La forza internazionale del piano Trump entrerà a Gaza in accordo con l’esercito israeliano, che detterà le condizioni. “Vi parteciperanno soldati da paesi amici di Israele”, dice il ministro della guerra di Tel Aviv, Katz. Opereranno in stretto coordinamento con l’esercito israeliano occupante, all’interno delle zone di Gaza fuori dalla linea gialla. Il loro quartiere generale sarà a Rafah. Il criminale di guerra ricercato Netanyahu ha dichiarato che Trump gli ha chiesto di cessare il fuoco a Gaza, ma gli risposto di no.

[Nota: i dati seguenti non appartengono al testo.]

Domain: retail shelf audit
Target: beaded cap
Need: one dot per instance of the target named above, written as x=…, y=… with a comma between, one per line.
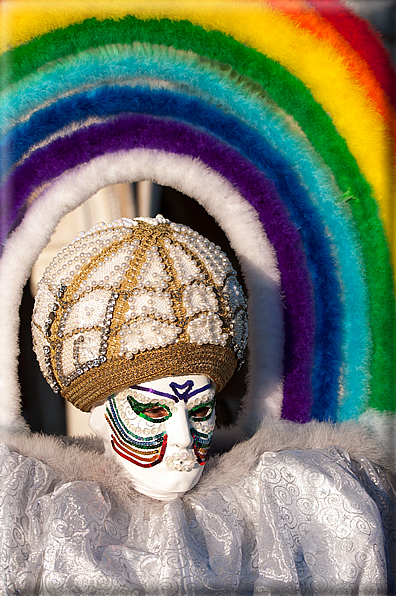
x=133, y=301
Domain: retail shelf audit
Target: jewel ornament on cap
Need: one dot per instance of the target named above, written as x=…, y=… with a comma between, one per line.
x=133, y=301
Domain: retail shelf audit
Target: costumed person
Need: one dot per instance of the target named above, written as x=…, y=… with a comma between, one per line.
x=142, y=322
x=277, y=117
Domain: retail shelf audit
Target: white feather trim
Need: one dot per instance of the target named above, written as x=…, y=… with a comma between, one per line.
x=233, y=213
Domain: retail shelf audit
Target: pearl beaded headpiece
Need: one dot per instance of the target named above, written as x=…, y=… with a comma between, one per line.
x=133, y=301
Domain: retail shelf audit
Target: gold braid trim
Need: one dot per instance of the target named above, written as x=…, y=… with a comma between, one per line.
x=97, y=384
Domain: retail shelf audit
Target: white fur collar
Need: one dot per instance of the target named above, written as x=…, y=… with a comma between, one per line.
x=82, y=458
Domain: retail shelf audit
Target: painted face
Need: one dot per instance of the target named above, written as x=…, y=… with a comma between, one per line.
x=160, y=431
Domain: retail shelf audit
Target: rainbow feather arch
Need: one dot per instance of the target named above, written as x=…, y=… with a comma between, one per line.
x=277, y=117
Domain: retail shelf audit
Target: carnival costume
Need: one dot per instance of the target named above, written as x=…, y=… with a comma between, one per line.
x=277, y=118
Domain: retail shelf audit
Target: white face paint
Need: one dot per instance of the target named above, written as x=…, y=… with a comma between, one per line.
x=160, y=431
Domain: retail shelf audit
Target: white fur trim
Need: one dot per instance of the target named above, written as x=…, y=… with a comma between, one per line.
x=234, y=214
x=83, y=458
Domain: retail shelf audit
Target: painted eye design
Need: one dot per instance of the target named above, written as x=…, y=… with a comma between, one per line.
x=153, y=412
x=202, y=412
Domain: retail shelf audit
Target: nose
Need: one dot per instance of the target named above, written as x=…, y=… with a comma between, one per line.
x=178, y=428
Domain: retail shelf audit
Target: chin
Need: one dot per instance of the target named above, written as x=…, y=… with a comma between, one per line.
x=178, y=482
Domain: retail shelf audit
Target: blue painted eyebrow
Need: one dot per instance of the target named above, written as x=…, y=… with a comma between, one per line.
x=186, y=395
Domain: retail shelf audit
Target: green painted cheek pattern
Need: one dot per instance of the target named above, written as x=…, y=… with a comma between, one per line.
x=202, y=430
x=145, y=449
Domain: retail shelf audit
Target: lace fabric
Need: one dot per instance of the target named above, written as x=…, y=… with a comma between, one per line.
x=300, y=522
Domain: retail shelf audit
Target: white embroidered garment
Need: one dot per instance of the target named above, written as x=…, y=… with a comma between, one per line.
x=298, y=522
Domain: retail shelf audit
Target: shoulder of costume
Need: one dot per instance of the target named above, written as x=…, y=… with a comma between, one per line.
x=82, y=458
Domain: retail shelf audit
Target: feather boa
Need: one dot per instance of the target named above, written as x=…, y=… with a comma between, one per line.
x=222, y=201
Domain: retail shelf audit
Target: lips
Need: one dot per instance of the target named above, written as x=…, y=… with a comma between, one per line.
x=182, y=461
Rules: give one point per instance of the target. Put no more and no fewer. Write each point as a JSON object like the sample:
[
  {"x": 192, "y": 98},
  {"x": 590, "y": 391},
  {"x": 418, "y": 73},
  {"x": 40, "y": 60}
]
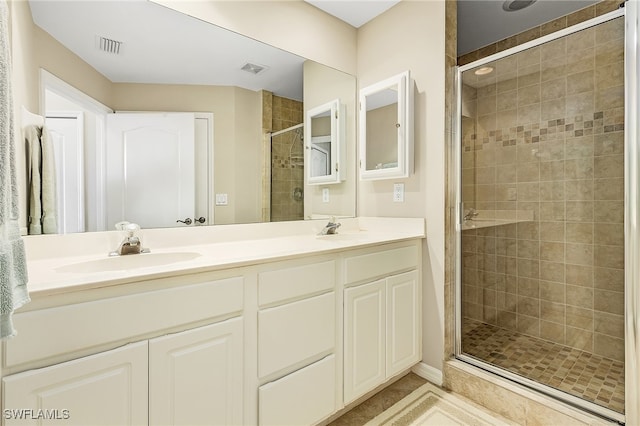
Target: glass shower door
[{"x": 542, "y": 240}]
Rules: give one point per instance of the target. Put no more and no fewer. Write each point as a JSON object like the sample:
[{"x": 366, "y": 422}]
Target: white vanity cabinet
[
  {"x": 174, "y": 373},
  {"x": 109, "y": 388},
  {"x": 381, "y": 318},
  {"x": 286, "y": 340},
  {"x": 195, "y": 376},
  {"x": 296, "y": 344}
]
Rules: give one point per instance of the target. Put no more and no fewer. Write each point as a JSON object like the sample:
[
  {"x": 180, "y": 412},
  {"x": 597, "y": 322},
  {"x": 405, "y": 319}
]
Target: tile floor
[
  {"x": 579, "y": 373},
  {"x": 380, "y": 402}
]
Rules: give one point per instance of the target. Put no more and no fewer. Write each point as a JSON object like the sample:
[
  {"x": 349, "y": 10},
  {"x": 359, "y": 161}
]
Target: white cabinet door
[
  {"x": 364, "y": 348},
  {"x": 403, "y": 322},
  {"x": 195, "y": 377},
  {"x": 104, "y": 389}
]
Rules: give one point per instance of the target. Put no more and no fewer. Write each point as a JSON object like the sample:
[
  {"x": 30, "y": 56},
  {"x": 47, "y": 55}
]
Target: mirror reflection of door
[
  {"x": 320, "y": 156},
  {"x": 150, "y": 169},
  {"x": 382, "y": 129},
  {"x": 67, "y": 130}
]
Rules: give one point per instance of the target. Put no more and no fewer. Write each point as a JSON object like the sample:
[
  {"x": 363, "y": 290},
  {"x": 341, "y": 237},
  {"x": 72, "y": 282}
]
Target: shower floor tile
[{"x": 591, "y": 377}]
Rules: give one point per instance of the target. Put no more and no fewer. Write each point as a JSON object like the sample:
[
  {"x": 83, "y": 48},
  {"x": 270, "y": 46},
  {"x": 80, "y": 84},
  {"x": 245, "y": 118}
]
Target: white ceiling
[
  {"x": 354, "y": 12},
  {"x": 163, "y": 46},
  {"x": 482, "y": 22},
  {"x": 166, "y": 47}
]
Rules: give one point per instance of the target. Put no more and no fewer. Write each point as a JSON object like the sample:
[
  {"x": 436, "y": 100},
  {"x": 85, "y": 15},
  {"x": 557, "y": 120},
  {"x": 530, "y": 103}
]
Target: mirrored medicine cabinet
[
  {"x": 386, "y": 128},
  {"x": 325, "y": 144}
]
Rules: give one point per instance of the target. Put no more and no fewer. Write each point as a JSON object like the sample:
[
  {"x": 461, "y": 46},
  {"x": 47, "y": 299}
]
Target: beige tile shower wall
[
  {"x": 287, "y": 150},
  {"x": 549, "y": 139}
]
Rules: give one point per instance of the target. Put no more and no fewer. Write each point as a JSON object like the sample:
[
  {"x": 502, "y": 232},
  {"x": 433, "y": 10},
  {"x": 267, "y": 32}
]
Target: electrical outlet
[
  {"x": 222, "y": 200},
  {"x": 398, "y": 192}
]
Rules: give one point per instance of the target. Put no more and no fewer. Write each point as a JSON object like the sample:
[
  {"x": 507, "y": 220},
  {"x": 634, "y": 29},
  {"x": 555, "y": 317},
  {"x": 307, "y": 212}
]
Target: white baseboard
[{"x": 429, "y": 373}]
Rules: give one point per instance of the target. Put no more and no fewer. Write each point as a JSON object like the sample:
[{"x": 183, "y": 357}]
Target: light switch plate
[
  {"x": 222, "y": 200},
  {"x": 398, "y": 192}
]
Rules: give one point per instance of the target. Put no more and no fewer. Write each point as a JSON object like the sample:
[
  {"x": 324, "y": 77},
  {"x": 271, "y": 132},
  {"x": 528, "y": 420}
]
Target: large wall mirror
[
  {"x": 324, "y": 147},
  {"x": 237, "y": 104}
]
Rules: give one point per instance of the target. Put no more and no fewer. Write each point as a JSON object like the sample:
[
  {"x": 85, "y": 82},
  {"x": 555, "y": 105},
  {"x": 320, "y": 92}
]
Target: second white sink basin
[{"x": 128, "y": 262}]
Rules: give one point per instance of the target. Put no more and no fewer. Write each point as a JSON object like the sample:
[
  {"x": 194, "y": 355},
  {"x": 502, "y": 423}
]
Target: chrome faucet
[
  {"x": 330, "y": 228},
  {"x": 471, "y": 214},
  {"x": 131, "y": 244}
]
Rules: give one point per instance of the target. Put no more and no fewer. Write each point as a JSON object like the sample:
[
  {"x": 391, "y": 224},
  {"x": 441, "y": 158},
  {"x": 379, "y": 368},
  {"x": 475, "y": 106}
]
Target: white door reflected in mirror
[
  {"x": 386, "y": 128},
  {"x": 324, "y": 144}
]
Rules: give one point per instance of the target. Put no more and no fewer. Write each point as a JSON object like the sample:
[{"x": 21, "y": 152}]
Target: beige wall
[
  {"x": 317, "y": 81},
  {"x": 32, "y": 49},
  {"x": 304, "y": 30},
  {"x": 411, "y": 36}
]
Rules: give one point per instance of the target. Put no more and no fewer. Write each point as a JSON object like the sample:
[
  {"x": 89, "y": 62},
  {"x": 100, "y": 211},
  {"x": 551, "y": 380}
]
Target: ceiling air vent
[
  {"x": 253, "y": 68},
  {"x": 109, "y": 45}
]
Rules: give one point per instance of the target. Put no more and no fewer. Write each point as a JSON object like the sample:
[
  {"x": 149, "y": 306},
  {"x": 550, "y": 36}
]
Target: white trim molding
[{"x": 429, "y": 373}]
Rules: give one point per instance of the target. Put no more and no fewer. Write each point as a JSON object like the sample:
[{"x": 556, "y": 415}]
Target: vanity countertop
[{"x": 64, "y": 263}]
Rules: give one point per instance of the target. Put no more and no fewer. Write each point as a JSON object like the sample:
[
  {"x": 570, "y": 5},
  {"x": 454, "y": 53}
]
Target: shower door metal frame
[{"x": 631, "y": 222}]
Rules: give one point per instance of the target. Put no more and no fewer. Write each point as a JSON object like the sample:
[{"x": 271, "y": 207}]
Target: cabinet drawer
[
  {"x": 302, "y": 398},
  {"x": 290, "y": 283},
  {"x": 84, "y": 325},
  {"x": 292, "y": 333},
  {"x": 369, "y": 266}
]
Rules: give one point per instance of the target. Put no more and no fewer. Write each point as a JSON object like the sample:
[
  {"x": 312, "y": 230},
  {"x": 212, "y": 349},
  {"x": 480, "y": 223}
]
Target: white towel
[
  {"x": 13, "y": 265},
  {"x": 42, "y": 188}
]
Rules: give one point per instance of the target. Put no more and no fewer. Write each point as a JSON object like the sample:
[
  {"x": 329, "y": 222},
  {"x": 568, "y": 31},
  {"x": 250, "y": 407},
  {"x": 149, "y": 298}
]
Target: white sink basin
[{"x": 128, "y": 262}]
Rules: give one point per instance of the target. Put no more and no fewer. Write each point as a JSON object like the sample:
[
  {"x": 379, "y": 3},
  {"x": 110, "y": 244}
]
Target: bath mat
[{"x": 429, "y": 405}]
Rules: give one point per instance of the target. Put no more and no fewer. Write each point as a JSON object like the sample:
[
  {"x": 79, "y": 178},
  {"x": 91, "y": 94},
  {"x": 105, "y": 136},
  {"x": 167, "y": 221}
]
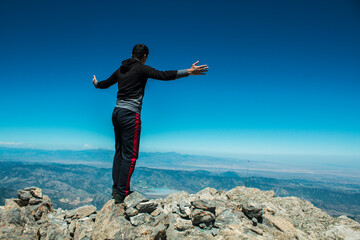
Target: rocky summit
[{"x": 240, "y": 213}]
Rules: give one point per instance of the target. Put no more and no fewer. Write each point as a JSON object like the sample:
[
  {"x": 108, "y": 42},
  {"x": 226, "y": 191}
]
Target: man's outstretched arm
[
  {"x": 106, "y": 83},
  {"x": 171, "y": 75}
]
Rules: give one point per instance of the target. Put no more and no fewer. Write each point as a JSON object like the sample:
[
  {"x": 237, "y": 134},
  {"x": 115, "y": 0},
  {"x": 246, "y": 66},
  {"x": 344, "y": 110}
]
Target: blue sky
[{"x": 283, "y": 78}]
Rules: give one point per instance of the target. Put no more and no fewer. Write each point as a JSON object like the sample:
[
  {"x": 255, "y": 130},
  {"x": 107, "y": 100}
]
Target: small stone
[
  {"x": 214, "y": 232},
  {"x": 24, "y": 195},
  {"x": 81, "y": 212},
  {"x": 34, "y": 201},
  {"x": 252, "y": 209},
  {"x": 255, "y": 221},
  {"x": 156, "y": 212},
  {"x": 140, "y": 219},
  {"x": 134, "y": 199},
  {"x": 11, "y": 203},
  {"x": 146, "y": 207},
  {"x": 257, "y": 230},
  {"x": 200, "y": 216},
  {"x": 182, "y": 225},
  {"x": 205, "y": 204},
  {"x": 130, "y": 212},
  {"x": 35, "y": 191}
]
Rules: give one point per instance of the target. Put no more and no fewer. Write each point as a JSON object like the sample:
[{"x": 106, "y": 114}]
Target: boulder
[
  {"x": 134, "y": 199},
  {"x": 81, "y": 212},
  {"x": 146, "y": 207}
]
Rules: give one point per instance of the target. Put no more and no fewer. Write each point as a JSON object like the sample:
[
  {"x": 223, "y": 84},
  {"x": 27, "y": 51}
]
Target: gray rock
[
  {"x": 143, "y": 232},
  {"x": 12, "y": 203},
  {"x": 110, "y": 222},
  {"x": 156, "y": 212},
  {"x": 208, "y": 205},
  {"x": 81, "y": 212},
  {"x": 35, "y": 191},
  {"x": 34, "y": 201},
  {"x": 201, "y": 216},
  {"x": 24, "y": 195},
  {"x": 134, "y": 199},
  {"x": 229, "y": 216},
  {"x": 146, "y": 207},
  {"x": 83, "y": 229},
  {"x": 252, "y": 209},
  {"x": 130, "y": 212},
  {"x": 141, "y": 219}
]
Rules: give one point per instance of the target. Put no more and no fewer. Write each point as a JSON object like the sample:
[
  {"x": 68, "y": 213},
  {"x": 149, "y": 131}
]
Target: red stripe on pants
[{"x": 134, "y": 156}]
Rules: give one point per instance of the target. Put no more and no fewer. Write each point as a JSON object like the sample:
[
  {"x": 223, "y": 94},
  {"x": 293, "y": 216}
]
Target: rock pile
[{"x": 241, "y": 213}]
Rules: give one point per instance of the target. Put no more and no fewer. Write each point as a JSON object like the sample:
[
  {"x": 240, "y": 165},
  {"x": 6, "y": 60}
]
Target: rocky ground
[{"x": 240, "y": 213}]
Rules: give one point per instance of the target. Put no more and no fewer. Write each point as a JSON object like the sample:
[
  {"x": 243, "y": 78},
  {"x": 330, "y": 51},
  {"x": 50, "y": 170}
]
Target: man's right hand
[
  {"x": 198, "y": 70},
  {"x": 94, "y": 81}
]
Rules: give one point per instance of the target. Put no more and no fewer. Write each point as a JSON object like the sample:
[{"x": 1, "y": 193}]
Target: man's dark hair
[{"x": 139, "y": 50}]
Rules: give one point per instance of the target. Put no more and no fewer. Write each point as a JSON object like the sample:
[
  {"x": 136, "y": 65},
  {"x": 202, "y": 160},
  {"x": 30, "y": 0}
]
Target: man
[{"x": 131, "y": 78}]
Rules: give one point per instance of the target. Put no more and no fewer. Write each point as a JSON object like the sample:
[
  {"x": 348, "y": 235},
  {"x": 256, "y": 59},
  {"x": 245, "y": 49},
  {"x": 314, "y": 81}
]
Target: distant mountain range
[
  {"x": 335, "y": 170},
  {"x": 73, "y": 185}
]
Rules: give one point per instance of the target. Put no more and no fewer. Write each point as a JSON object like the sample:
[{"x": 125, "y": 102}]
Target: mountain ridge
[{"x": 240, "y": 213}]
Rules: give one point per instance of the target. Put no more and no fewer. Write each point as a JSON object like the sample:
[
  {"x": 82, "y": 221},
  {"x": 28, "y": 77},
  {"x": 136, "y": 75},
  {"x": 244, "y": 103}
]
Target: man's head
[{"x": 141, "y": 52}]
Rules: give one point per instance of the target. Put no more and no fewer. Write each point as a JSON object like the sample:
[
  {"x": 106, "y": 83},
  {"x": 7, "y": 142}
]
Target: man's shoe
[{"x": 118, "y": 198}]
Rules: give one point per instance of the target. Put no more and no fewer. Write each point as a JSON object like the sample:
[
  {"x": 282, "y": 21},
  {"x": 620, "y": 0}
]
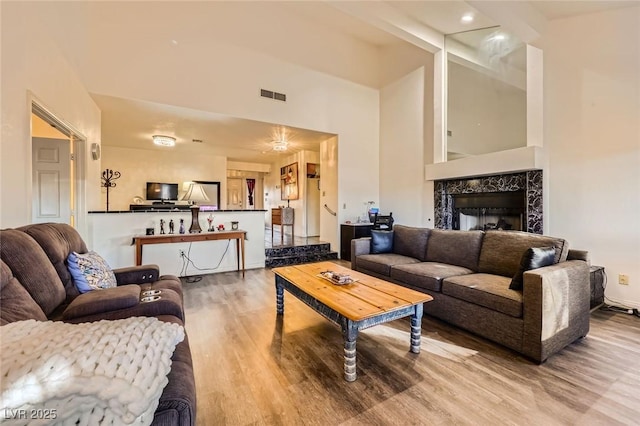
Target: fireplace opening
[{"x": 489, "y": 210}]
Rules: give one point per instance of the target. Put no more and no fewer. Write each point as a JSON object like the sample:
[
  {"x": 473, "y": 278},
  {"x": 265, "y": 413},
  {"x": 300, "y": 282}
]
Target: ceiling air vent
[{"x": 273, "y": 95}]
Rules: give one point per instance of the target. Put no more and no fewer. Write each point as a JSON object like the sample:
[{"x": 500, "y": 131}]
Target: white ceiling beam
[
  {"x": 387, "y": 18},
  {"x": 520, "y": 17}
]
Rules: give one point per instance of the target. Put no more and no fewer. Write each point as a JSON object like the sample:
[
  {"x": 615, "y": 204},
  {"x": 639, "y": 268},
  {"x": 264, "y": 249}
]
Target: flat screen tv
[{"x": 157, "y": 191}]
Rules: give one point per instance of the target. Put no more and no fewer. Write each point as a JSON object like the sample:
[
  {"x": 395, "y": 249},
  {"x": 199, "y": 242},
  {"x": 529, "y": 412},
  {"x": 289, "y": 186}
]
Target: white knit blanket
[{"x": 101, "y": 373}]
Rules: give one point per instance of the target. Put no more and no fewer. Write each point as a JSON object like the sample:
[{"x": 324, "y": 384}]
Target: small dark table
[{"x": 349, "y": 231}]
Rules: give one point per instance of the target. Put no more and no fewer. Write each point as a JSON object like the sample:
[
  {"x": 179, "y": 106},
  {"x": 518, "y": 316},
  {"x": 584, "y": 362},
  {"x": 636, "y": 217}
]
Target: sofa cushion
[
  {"x": 98, "y": 302},
  {"x": 426, "y": 275},
  {"x": 533, "y": 258},
  {"x": 30, "y": 265},
  {"x": 381, "y": 241},
  {"x": 490, "y": 291},
  {"x": 178, "y": 400},
  {"x": 58, "y": 240},
  {"x": 460, "y": 248},
  {"x": 15, "y": 302},
  {"x": 410, "y": 241},
  {"x": 502, "y": 250},
  {"x": 115, "y": 303},
  {"x": 90, "y": 271},
  {"x": 381, "y": 263}
]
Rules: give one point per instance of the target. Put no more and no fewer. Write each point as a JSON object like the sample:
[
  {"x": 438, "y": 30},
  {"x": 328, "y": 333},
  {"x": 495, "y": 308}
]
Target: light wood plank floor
[{"x": 254, "y": 368}]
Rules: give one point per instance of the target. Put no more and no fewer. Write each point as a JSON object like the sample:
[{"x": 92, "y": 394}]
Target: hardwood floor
[{"x": 254, "y": 368}]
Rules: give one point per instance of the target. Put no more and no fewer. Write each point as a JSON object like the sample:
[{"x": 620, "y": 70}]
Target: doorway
[
  {"x": 57, "y": 172},
  {"x": 313, "y": 200},
  {"x": 235, "y": 193}
]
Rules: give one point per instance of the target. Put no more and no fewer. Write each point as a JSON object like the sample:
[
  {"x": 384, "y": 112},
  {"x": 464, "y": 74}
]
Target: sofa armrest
[
  {"x": 556, "y": 307},
  {"x": 579, "y": 255},
  {"x": 359, "y": 246},
  {"x": 142, "y": 274},
  {"x": 101, "y": 301}
]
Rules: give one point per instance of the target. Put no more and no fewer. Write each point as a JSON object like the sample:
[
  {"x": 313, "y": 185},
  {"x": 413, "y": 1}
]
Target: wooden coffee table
[{"x": 367, "y": 302}]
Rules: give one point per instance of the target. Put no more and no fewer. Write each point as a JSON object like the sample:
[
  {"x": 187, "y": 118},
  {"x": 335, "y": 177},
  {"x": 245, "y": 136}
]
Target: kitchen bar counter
[{"x": 111, "y": 233}]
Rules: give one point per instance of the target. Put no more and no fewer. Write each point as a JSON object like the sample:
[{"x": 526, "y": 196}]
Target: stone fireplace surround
[{"x": 529, "y": 181}]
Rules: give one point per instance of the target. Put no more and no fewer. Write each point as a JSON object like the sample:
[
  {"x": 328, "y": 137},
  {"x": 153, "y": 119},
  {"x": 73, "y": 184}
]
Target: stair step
[
  {"x": 295, "y": 250},
  {"x": 298, "y": 258}
]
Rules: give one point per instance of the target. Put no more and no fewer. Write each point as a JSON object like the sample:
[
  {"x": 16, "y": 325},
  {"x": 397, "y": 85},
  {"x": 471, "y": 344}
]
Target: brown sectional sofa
[
  {"x": 468, "y": 273},
  {"x": 36, "y": 284}
]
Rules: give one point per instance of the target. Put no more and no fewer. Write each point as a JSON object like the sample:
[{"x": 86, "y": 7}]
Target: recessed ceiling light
[{"x": 164, "y": 140}]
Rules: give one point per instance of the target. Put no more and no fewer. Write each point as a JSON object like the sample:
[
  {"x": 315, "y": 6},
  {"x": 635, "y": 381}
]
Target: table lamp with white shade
[{"x": 195, "y": 194}]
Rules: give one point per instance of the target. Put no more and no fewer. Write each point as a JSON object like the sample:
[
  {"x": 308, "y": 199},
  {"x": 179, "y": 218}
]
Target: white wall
[
  {"x": 592, "y": 135},
  {"x": 484, "y": 114},
  {"x": 139, "y": 166},
  {"x": 315, "y": 100},
  {"x": 406, "y": 130},
  {"x": 32, "y": 63},
  {"x": 401, "y": 148},
  {"x": 226, "y": 79}
]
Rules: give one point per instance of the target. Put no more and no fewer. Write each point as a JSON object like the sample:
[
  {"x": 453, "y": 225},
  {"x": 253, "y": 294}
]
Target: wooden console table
[{"x": 239, "y": 236}]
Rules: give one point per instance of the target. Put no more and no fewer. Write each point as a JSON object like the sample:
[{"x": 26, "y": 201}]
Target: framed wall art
[{"x": 289, "y": 182}]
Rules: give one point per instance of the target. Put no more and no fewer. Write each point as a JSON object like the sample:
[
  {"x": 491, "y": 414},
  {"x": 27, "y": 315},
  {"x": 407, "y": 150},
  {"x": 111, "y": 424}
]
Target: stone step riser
[
  {"x": 297, "y": 250},
  {"x": 272, "y": 262}
]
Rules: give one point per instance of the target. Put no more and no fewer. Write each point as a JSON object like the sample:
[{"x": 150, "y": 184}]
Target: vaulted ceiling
[{"x": 267, "y": 27}]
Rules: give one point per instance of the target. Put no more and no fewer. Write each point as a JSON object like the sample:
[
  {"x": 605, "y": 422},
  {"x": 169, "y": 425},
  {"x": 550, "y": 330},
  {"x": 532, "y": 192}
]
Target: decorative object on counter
[
  {"x": 289, "y": 179},
  {"x": 336, "y": 277},
  {"x": 162, "y": 140},
  {"x": 251, "y": 185},
  {"x": 108, "y": 177},
  {"x": 194, "y": 195},
  {"x": 366, "y": 218}
]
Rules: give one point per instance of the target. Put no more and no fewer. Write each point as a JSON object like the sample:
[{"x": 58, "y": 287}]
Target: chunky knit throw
[{"x": 101, "y": 373}]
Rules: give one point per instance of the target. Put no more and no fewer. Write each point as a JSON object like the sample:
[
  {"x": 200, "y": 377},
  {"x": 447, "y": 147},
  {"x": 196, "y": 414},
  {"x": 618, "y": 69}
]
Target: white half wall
[
  {"x": 592, "y": 134},
  {"x": 139, "y": 166}
]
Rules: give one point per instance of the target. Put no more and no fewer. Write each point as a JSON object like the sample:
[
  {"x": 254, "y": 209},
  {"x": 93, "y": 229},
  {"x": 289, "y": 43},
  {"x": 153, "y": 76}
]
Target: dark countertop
[{"x": 169, "y": 210}]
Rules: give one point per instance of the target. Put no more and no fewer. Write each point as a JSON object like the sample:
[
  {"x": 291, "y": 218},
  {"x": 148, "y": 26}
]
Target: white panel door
[
  {"x": 235, "y": 196},
  {"x": 51, "y": 180}
]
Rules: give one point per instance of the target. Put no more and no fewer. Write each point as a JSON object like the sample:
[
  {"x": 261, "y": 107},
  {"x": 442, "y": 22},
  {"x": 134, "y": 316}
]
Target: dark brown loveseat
[
  {"x": 468, "y": 273},
  {"x": 36, "y": 284}
]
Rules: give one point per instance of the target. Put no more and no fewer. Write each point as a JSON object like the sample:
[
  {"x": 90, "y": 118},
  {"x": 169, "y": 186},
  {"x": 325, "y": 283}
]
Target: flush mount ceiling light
[
  {"x": 164, "y": 140},
  {"x": 467, "y": 17},
  {"x": 279, "y": 145}
]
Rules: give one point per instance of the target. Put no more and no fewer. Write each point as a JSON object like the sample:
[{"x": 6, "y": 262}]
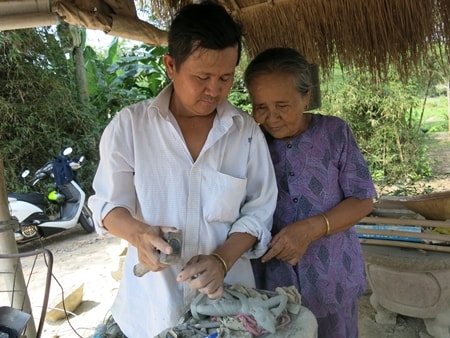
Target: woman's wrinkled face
[
  {"x": 277, "y": 105},
  {"x": 203, "y": 80}
]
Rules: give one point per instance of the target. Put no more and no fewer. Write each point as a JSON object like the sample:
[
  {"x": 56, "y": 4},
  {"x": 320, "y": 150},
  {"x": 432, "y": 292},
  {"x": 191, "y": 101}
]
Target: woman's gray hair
[{"x": 280, "y": 60}]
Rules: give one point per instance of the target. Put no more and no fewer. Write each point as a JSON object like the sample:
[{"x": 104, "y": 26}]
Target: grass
[{"x": 436, "y": 113}]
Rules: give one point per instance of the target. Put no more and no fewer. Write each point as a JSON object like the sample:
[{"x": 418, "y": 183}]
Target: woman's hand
[
  {"x": 290, "y": 243},
  {"x": 204, "y": 273}
]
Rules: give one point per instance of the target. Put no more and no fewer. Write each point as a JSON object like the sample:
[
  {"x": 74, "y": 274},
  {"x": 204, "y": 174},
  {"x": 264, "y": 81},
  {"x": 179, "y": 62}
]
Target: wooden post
[{"x": 8, "y": 245}]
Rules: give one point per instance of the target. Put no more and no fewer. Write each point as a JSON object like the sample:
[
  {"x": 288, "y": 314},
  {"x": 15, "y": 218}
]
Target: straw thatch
[
  {"x": 366, "y": 34},
  {"x": 370, "y": 34}
]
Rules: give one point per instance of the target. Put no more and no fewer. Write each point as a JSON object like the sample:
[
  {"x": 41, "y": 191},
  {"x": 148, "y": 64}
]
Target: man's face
[{"x": 202, "y": 81}]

A Gaza non c’è nessun cessate il fuoco.
Questo popolo ha sette anime
È un verso di una poesia di Tawfiq Zayyad, grande poeta palestinese del secolo scorso, scomparso il 5 luglio 1994. “questo popolo ha sette anime,
ogni volta che muore, rinasce più giovane e bello”. Ascolta la poesia inserita nella Cantata Rossa per Tal El Zaatar di Giulio Stocchi e Gaetano Liguori.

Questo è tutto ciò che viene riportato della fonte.